ECLI:NL:CRVB:2015:1450
Centrale Raad van Beroep
- Hoger beroep
- Rechtspraak.nl
Intrekking en terugvordering van bijstand wegens onduidelijkheid over verblijf en middelen
In deze zaak heeft de Centrale Raad van Beroep op 7 mei 2015 uitspraak gedaan in hoger beroep tegen een eerdere uitspraak van de rechtbank Oost-Nederland. De appellant ontving sinds 2 mei 2001 bijstand op basis van de Wet werk en bijstand (WWB). Naar aanleiding van vermoedens dat de appellant niet in Almere verbleef en contante kasstortingen op zijn bankrekeningen deed, heeft de gemeente Almere een onderzoek ingesteld.
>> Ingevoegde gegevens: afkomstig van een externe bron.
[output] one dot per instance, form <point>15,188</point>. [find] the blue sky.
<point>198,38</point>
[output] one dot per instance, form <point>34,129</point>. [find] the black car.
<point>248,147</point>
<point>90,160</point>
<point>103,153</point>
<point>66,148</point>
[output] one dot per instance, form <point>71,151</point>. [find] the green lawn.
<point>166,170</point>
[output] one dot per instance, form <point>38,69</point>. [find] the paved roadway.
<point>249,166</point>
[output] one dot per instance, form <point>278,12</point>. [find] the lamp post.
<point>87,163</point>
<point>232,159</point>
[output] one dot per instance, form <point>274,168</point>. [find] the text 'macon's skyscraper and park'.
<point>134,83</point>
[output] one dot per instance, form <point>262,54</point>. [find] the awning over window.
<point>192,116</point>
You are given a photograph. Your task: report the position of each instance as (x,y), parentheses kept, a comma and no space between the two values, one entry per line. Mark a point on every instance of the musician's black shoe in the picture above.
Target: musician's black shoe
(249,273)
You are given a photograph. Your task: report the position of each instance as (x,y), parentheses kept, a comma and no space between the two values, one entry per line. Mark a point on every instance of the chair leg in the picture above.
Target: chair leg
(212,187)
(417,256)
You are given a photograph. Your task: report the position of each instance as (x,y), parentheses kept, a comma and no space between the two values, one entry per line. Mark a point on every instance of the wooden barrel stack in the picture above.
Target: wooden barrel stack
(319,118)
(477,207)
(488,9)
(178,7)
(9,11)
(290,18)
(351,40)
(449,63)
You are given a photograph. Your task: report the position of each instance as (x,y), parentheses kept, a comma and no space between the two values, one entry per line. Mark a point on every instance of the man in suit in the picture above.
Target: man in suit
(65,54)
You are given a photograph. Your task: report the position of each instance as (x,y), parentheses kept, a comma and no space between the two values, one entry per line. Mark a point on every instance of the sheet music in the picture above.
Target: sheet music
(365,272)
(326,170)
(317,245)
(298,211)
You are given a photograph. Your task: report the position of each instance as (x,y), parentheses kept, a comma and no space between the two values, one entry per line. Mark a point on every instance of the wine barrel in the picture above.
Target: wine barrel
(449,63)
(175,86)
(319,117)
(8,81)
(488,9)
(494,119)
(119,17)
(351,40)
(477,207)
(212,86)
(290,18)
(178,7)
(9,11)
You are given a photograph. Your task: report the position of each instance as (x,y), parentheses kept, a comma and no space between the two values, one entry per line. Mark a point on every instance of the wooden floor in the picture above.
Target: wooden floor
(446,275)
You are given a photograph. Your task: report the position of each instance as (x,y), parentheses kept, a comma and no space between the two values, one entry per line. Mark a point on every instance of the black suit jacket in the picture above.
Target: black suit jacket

Dit leidde tot de intrekking van de bijstand per 7 juli 2006 en een terugvordering van € 68.057,37 over de periode van 7 juli 2006 tot en met 30 april 2011.
De rechtbank verklaarde het beroep van de appellant tegen het besluit van het college ongegrond. In hoger beroep heeft de appellant betoogd dat zijn recht op bijstand kan worden vastgesteld door de kasstortingen als inkomsten toe te rekenen aan de maand waarin deze zijn gedaan. De Raad oordeelt echter dat de appellant zijn wettelijke inlichtingenverplichting heeft geschonden door geen melding te maken van zijn verblijf in het buitenland en de kasstortingen. Hierdoor kon het college niet vaststellen of de appellant recht had op bijstand.
De Raad bevestigt dat de kasstortingen als inkomsten moeten worden aangemerkt en dat de appellant onvoldoende duidelijkheid heeft verschaft over zijn verblijf in het buitenland. De Raad concludeert dat het college bevoegd was om de bijstand in te trekken en de gemaakte kosten terug te vorderen. De uitspraak van de rechtbank wordt bevestigd, en er is geen aanleiding voor een veroordeling in de proceskosten.